The aflibercept group received an injection at baseline and were evaluated for repeat injections as frequently as every 4 weeks. The laser and observation groups received aflibercept if visual acuity decreased from baseline by at least 10 letters at any visit or by 5 to 9 letters at 2 consecutive visits. The primary outcome was a reduction in visual acuity of at least 5-letters at 2 years. Researchers also reported Antiplatelet Trialists’ Collaboration adverse events (myocardial infarction, stroke, or vascular or unknown death).
At 2 years, the percentage of eyes with at least a 5-letter visual acuity decrease was similar in the aflibercept (16%), laser photocoagulation (17%) and observation groups (19%). Investigators found comparable reductions in CST across the 3 arms. Sixty patients in the laser photocoagulation group and 80 in the observation group received aflibercept due to a decline in visual acuity.
Fifteen (7%) aflibercept eyes, 13 (5%) laser photocoagulation eyes and 8 (3%) observed eyes had Antiplatelet Trialists’ collaboration vascular event; the difference among groups was not statistically significant.

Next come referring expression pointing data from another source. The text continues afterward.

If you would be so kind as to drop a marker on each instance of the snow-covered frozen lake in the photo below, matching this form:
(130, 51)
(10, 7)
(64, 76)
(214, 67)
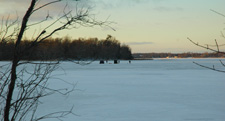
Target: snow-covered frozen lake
(150, 90)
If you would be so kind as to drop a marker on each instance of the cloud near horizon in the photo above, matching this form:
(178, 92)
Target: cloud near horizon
(139, 43)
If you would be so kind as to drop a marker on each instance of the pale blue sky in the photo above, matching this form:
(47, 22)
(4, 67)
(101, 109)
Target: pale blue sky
(151, 25)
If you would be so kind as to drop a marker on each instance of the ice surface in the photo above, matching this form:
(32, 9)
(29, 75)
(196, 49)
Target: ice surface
(150, 90)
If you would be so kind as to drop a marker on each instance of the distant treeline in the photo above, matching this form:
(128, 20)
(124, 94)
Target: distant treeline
(177, 55)
(66, 48)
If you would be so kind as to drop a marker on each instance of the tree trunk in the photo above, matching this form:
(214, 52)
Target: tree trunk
(15, 61)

Although the study demonstrated that there was no difference in the treatment arms, the high rate of intravitreal aflibercept in the laser photocoagulation (25%) and observation groups (34%) underscores the importance of close follow up for this subset of patients.
This study demonstrates that patients with center-involved DME and good vision (VA≥20/25) can be closely monitored without treatment until their vision declines, without compromising their long-term visual acuity outcomes.